Multiplayer is pretty strong in Ashes of the Singularity. The large-scale tactics opera plays out in grand fashion against real opponents and it’s here that controlling the nodes while carefully planning out your next move is vital. The stronger army may emerge the victor but it’s the smarter army that can trump it more often than not. Sitting back and weathering attacks is all well and good but you’re encouraged to explore the map, harness Turinium and fight the enemy whenever possible. It’s here that you actually feel like you’re fighting multiple battles on a progressing warfront as opposed to a few sketchy battles here and there.
"And for all the hype about the visuals, despite strong performance, Ashes of the Singularity isn’t the most cutting edge experience on the market."
Ashes of the Singularity may look ambitious but it’s fairly simple and in some ways, fairly safe in its execution.
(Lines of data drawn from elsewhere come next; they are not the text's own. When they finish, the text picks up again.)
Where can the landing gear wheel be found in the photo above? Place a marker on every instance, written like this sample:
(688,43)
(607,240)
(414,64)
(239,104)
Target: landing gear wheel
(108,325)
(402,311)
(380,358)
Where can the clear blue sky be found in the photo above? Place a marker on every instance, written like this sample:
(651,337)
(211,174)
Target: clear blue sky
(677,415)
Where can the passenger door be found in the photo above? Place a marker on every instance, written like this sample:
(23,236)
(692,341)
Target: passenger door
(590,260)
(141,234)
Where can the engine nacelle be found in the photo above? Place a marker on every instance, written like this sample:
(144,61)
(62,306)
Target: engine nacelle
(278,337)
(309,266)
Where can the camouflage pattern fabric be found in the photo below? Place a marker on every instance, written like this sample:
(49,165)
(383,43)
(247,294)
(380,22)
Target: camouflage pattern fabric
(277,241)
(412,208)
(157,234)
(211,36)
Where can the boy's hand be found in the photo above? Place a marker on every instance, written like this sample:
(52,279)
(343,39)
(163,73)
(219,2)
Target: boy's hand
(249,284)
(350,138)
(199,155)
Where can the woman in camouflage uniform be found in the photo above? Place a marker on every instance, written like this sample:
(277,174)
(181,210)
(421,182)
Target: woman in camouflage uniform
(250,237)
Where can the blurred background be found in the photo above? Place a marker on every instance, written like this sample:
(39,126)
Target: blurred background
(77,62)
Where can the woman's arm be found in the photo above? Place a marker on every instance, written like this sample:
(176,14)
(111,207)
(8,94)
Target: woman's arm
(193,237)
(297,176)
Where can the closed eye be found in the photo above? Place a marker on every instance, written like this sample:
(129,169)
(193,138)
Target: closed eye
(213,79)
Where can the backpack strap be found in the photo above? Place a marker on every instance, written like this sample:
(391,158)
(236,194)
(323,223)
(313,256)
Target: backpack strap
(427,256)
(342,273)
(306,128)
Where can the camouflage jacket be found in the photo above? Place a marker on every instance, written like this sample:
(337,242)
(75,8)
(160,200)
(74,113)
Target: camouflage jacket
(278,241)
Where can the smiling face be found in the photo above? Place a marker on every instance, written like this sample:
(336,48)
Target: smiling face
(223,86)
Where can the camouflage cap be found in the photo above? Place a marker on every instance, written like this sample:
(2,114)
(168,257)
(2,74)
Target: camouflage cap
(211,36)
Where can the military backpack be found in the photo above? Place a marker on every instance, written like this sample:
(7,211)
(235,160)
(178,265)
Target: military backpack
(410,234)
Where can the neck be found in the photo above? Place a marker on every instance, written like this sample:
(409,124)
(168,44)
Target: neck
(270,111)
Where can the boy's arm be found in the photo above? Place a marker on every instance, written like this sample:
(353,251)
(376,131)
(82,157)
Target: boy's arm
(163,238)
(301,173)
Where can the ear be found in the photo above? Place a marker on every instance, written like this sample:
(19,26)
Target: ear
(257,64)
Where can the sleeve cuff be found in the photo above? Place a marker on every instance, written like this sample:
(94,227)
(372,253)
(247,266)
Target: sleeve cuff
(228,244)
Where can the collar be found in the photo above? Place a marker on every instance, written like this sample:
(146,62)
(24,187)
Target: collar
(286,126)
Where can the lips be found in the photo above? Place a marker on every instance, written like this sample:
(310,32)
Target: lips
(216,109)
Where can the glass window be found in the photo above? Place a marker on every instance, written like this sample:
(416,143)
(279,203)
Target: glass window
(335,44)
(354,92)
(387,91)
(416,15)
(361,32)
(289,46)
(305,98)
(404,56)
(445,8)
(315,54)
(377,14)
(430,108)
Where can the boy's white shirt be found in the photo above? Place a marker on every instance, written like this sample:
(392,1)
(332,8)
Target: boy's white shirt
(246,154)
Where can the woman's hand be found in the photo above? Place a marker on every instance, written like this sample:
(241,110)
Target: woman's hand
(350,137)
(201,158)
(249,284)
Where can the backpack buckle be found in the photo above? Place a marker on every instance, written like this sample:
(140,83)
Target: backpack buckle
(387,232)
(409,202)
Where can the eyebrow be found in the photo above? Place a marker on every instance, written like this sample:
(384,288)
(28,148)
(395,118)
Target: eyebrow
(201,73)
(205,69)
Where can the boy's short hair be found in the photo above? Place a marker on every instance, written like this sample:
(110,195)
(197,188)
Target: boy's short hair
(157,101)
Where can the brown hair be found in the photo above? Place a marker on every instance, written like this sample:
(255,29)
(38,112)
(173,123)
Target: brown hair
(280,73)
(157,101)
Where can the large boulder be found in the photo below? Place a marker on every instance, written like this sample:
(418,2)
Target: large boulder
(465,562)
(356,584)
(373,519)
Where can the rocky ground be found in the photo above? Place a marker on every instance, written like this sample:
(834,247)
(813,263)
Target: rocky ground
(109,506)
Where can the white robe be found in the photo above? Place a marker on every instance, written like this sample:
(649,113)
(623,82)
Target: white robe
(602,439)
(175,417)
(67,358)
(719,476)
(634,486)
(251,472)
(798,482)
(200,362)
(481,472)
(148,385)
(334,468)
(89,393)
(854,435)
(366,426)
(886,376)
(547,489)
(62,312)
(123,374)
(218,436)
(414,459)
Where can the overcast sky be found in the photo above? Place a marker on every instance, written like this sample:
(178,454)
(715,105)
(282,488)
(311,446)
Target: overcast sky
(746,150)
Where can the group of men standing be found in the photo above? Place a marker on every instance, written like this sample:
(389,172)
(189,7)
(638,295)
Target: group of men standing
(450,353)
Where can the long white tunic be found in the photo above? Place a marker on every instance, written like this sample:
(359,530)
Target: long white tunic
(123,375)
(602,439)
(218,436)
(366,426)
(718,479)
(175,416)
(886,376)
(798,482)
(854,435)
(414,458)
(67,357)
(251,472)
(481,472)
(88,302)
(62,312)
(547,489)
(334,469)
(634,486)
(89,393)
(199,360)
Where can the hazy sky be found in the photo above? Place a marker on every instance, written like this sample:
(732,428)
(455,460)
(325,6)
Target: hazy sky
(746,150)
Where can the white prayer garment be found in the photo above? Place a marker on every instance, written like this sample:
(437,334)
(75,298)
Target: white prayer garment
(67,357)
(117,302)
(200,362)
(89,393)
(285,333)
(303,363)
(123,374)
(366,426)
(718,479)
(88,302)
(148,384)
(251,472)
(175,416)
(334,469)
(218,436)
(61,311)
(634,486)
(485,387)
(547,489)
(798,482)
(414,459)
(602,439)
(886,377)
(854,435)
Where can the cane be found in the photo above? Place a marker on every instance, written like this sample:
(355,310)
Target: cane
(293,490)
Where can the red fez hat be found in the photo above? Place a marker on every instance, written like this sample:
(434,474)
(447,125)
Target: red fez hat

The forgettable campaign serves as little more than a primer which strategy fans can safely skip and the lack of a compelling story doesn’t help matters. A tactics-filled battlefield and unique mechanics like Veterancy and Meta-Units can’t hide the relative similarity between the factions or the lack of unit variety. Multiplayer can be fun and is the real end-game here but it doesn’t nearly have the legs that other real-time strategy titles like Total War or Homeworld would.
And for all the hype about the visuals, despite strong performance, Ashes of the Singularity isn’t the most cutting edge experience on the market. Unless you’re a sucker for huge armies battling it out in grand fashion (and honestly, that’s a visual spectacle unto itself). All of this doesn’t make the game inherently bad – in fact, if you’re new to real time strategy games, it can be fun. But spending enough time with Ashes only drives home its lack of long-lasting appeal all the more. If you’re looking for an extensive skirmish or two with less emphasis on resource management and more on battling, then Ashes of the Singularity makes for a good distraction until, say, Total War: Warhammer or the next Supreme Commander rolls around.
This game was reviewed on the PC.
Visual design is on point for units. Strong performance throughout, even as the action becomes crazy. Gameplay is refreshingly occupied with tactics rather than unit rushing. Dreadnought upgrading and Meta-Units add even more strategy. Multiplayer can be a fun past-time.
Campaign mode is sorely lacking in compelling narrative. Environments feel too drab. Similar units across both factions and lack of unit variety overall. Might not have long legs compared to similar better titles from the past.
Ashes of the Singularity is truly a mixed bag of RTS goodies. Its strategy tactics and large scale battles draw you in but the lack of unit variety and drab campaign really keep from engaging you. Though a fun past-time for new players, strategy veterans may not find much lasting appeal.